Lo que ahora sucede es que hay grupos de ciudadanos marcando el paso de la oposición política, aprendiendo muy rápido como funcionan las estructuras rutinarias del poder y los medios, jugando siempre en la frontera entre la precipitación y la eficacia espontánea. Ahora son las instituciones las que tienen que aprender un nuevo lenguaje de participación que se ha inaugurado y funciona fuera de ellas. Se ha invertido la carga de la responsabilidad: ahora es la política de siempre la que tiene que aprender a ganarse la confianza de la política de ahora.

Ese nuevo tejido empieza a estar formado por gente que huyendo de la política acabó encontrándose con la política. El proceso había comenzado mucho antes. Con el Nunca Máis, luego con el No a la guerra, con el “queremos votar sabiendo la verdad” del 13M de 2004, luego con el movimiento V de Vivienda o de cultura libre... Una corriente generacional ajena a las estructuras políticas clásicas fue madurando mientras inventaba la tecnología y sus códigos.

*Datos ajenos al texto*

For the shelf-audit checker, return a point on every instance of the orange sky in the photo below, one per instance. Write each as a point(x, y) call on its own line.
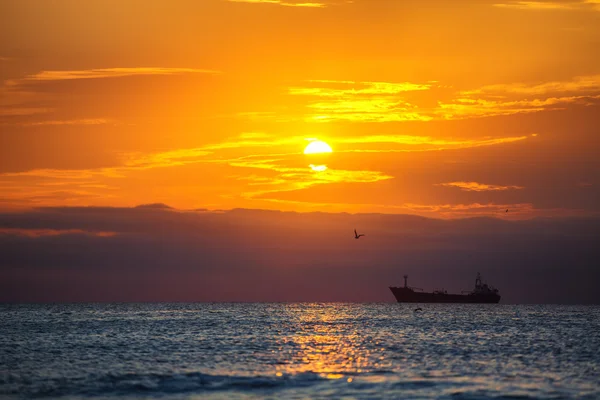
point(438, 108)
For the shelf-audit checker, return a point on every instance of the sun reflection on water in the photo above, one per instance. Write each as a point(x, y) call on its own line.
point(324, 346)
point(318, 168)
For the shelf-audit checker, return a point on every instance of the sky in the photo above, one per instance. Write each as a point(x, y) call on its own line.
point(203, 109)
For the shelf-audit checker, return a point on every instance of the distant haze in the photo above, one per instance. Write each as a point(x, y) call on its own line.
point(155, 253)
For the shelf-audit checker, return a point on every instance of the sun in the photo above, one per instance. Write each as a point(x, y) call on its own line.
point(316, 147)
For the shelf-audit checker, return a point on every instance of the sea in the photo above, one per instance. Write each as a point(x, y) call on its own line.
point(299, 351)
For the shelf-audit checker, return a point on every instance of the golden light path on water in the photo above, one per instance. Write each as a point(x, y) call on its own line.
point(321, 347)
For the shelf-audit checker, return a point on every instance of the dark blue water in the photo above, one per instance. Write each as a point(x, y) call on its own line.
point(363, 351)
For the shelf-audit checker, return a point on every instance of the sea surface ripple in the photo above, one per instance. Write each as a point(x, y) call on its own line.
point(299, 350)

Ese nuevo músculo digital pertenece fundamentalmente a “gente de entre 20 y 30 años que no había tenido experiencias de politización más allá del desencanto de sus padres o de sus hermanos mayores en los años 90”, nos explica en la primera revista Cuadernos de eldiario.es Víctor Sampedro, catedrático de Opinión Pública de la Universidad Rey Juan Carlos. Como no encuentran espacios políticos propios, esos jóvenes durante años “se refugian en la red, donde socializan sus ideas sin prejuicios o militancias concretas”. Desde la red viven con intensidad fenómenos como Wikileaks, PRISM o tendencias regulatorias globales como la leyes Sinde, Acta y Sopa. Esa ciudadanía en red no regula su tono social a través de manifestaciones recurrentes, aunque puedan tirar de ellas alguna vez. Sus síntomas de fractura social no podrán medirse solo en función de si la gente se concentra, acampa o se siente apelado por una asamblea.

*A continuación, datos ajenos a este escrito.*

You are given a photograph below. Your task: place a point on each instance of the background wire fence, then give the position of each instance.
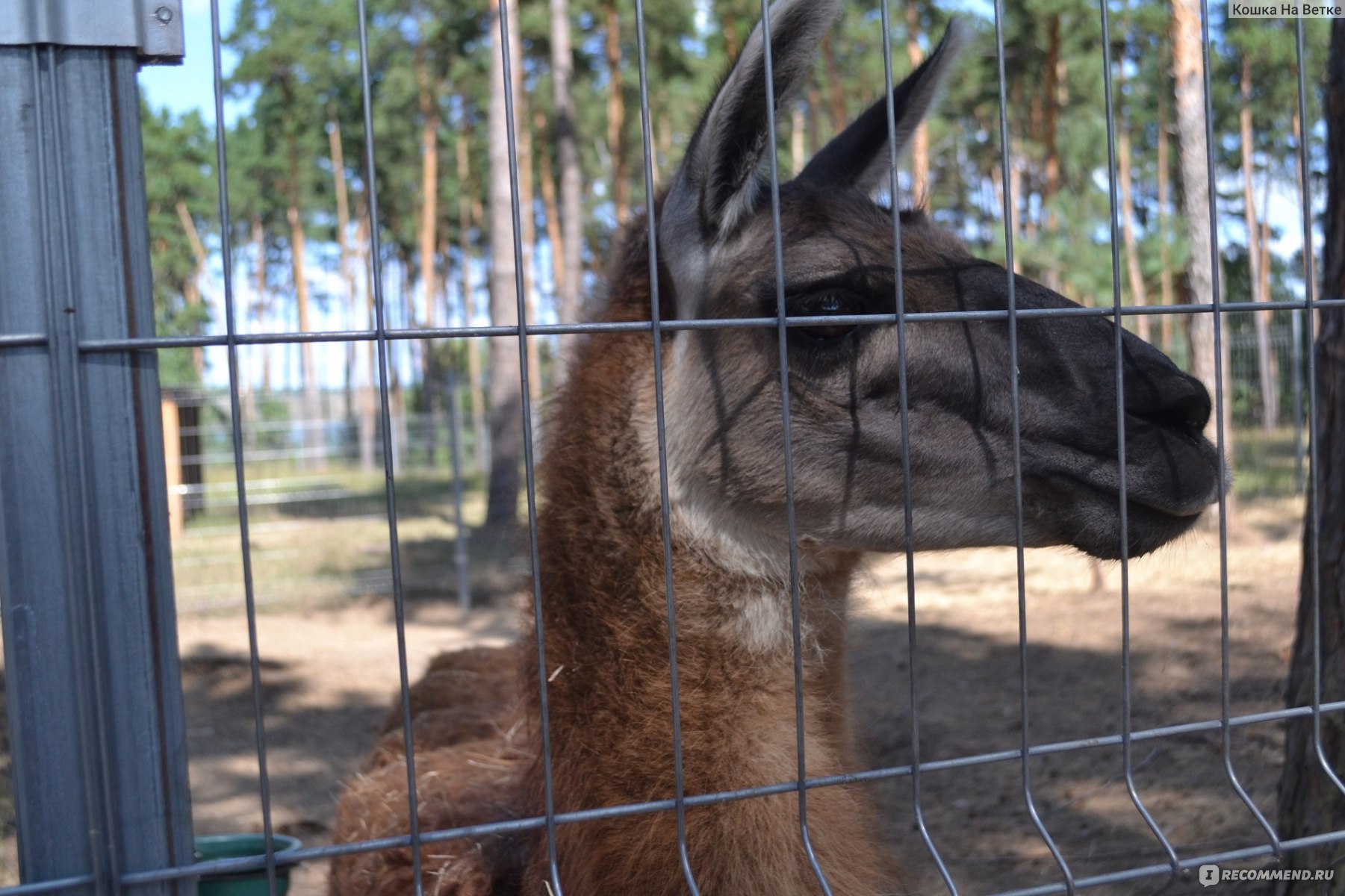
(391, 508)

La crisis no nos va a devolver el país que teníamos porque no lo ha secuestrado, lo ha aniquilado. Lo que salga de este crack, de esta Gran Convulsión, no será una versión reducida de lo que conocemos. Porque lo que sucede “no sólo es un cambio social o político”, ha escrito Amador Fernández-Savater en eldiario.es, “sino también -y muy especialmente- una transformación cultural (o incluso estética): una modificación en la percepción (los umbrales de lo que se ve y lo que no se ve), en la sensibilidad (lo que consideramos compatible con nuestra existencia o intolerable) y en la idea de lo posible (”sí se puede“)”.

Lo posible. De nuevo, lo posible. De nuevo, la eterna lucha ciudadana contra los límites de lo posible, la pulsión periodística por empaquetar la fuerza, por poner las cosas “en orden”, por pensar desde lejos. Hagamos periodismo del infinito, con rigor. No hay nada más riguroso que el infinito. Destrocemos los cajones y reorganicemos el cerebro. Escuchemos qué nos dice la espuma de las olas, el canto de las profundidades y la gente que encontremos en la playa.